The following essay is covered in The Conversation, an online publication.
Halloween is a time to show your disgust, from horror films to haunted houses with fake guts.
There's an attraction to stuff that makes us cringe.
You can find shows like "adventurous eating", in which hosts and contestants are served all manner of stomach-clenching foods, as well as reality shows that take a deep dive into the work of dermatologist.
This can be seen in other media. You can find depictions of sibling incest in romance novels that are meant to make the reader want to read more. There are websites that show real footage of death and dismemberment for people who want to watch it.
It isn't just a media phenomenon. There is a culture of disgust in early modern England.
Why are so many people drawn to things that make them want to kill themselves? Modern science has a solution to how the emotion of disgust works.
Disgust encourages you to avoid something that may be harmful to your body.
Charles Darwin said that the feeling of disgust is excited by anything odd in the appearance, smell or nature of our food. According to this theory, it evolved to guard against diseases like disease, animals, bodily injury, corpses or sex.
Disgust seems to have evolved to regulate things that are harmful, such as violating morals, cultural rules and cherished values. Some people may say they are disgusted by an act of racism.
Because of these regulatory functions, disgust is often referred to as the "gateway emotion", the " exclusionary emotion" or the " body and soul emotion".
How do we account for the fact that some things can get in the way of our attention?
Research shows that disgusting stimuli retain your attention more effectively than neutral stimuli.
It seems that an attentional bias towards disgust would better equip humans to avoid harmful substances. Disgust can be unpleasant, but the emotion has evolved to grab people's attention.
Disgusting things can make you enjoy them.
The human tendency to seek out seemingly negative experiences for the purpose of enjoying "constrained risks" may be an example of benign masochism.
It is possible that a negative feeling can be enjoyable if it is removed from the idea that what is happening is bad.
There is a psychological mechanism that allows you to enjoy disgusting things, even if you don't like them.
It isn't a product of the digital age. In Shakespeare's time, it was happening.
As much gore as today's horror movies can be found in the playwright's notorious tragedy. The play stages 14 killings, 9 of them on stage, 6 severed members, 1 rape (or 2 or 3, depending on how you count), 1 live burial, 1 case of insanity, and 1 of cannibalism.
Cynthia Marshall asked, "Why would an audience, any audience, enjoy the violence of this play?"
I think the answer is due to the nature of disgust documented by psychologists. There was a cottage industry of disgust in England in the early 20th century.
The corpses of criminals were hung by chains for the public to see. Doctors perform autopsies in open theaters. In their shops, apothecaries used to display dismembered human body parts before mixing them into medicines.
Elizabethans were desensitized and possessed a different threshold for disgust. The diarist Samuel Pepys was happy to see a charred body in a warehouse.
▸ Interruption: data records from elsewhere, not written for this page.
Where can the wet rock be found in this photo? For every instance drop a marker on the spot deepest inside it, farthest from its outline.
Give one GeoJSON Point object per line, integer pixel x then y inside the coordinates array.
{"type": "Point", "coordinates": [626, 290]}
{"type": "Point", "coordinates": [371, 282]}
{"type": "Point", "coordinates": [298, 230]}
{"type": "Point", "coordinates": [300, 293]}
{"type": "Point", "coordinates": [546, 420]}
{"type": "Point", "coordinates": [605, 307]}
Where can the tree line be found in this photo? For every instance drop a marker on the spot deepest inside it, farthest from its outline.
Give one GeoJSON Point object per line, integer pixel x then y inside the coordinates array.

The horrors of a play like "Titus Andronicus" reflect the fact that Elizabethans lived in a culture that encouraged people to look at things that were not good. Shakespeare's audience embraced the repulsive pleasure just as modern audiences do when watching the latest film in the Halloween franchise.
You can take a perverse pleasure in the things that you need to be protected because of the human emotion that protects you from harm.
The conversation published this article. The original article is worth a read.